AG to probe alleged fraud by contractor and architect

By Constantinos Psillides

THE case of suspected conspiracy between a contractor and an architect commissioned to build a government building, in which they appear to have sneaked a payment of €500,000 to build the architect’s home, is headed to the Attorney-general’s office.

Daily Politis reported on Friday that Auditor-general Odysseas Michaelides sent an urgent letter to the office of AG Costas Clerides, detailing his findings.

Michaelides stated on Thursday that the Audit Service’s investigation has revealed attempted cover-ups of construction flaws and the authorisation of unjustified payments.

The Auditor-general had claimed that the contractor was also commissioned to build the architect’s home for no fee. He specified that the government complex that the two were commissioned to build was worth tens of millions of euros.
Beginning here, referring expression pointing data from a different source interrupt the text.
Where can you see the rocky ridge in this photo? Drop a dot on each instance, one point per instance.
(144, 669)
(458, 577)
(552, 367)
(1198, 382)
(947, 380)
Politis went a step further, revealing that the project in question is the new Cyprus Theatre Organisation building, opposite the Finance ministry in Nicosia, that the contractor is Miltiades Neophytou and the architect’s firm is Kythreotis Architects.

Kythreotis was not available for comment.

An high ranking official from the Miltiades Neophytou firm told the Cyprus Mail that that the company had done everything “by the book”, both in the case of the theatre contract and the architect’s house.

It was reported that the architect authorised a payment for the sum of €500,000 from the government project’s budget, for which insufficient justification has been found, at roughly the same period when the contractor had undertaken to build the architect’s home.

The contract governing the project apparently allowed the architect such authorisation rights, in contrast with other government contracts in which the release of funds would also require a sign-off from the project’s quantity surveyor.

The Audit Service also found that, during the same period, the contractor filed for the return of VAT paid on the construction of the architect’s house, but no proof of payment from the owner of the house, meaning the architect, could be furnished.

And when the contractor was asked to explain the incident, he claimed that in lieu of payment for the construction of the house, the architect had transferred building coefficients of commensurate value from a “preserved” building he owned, to his construction company.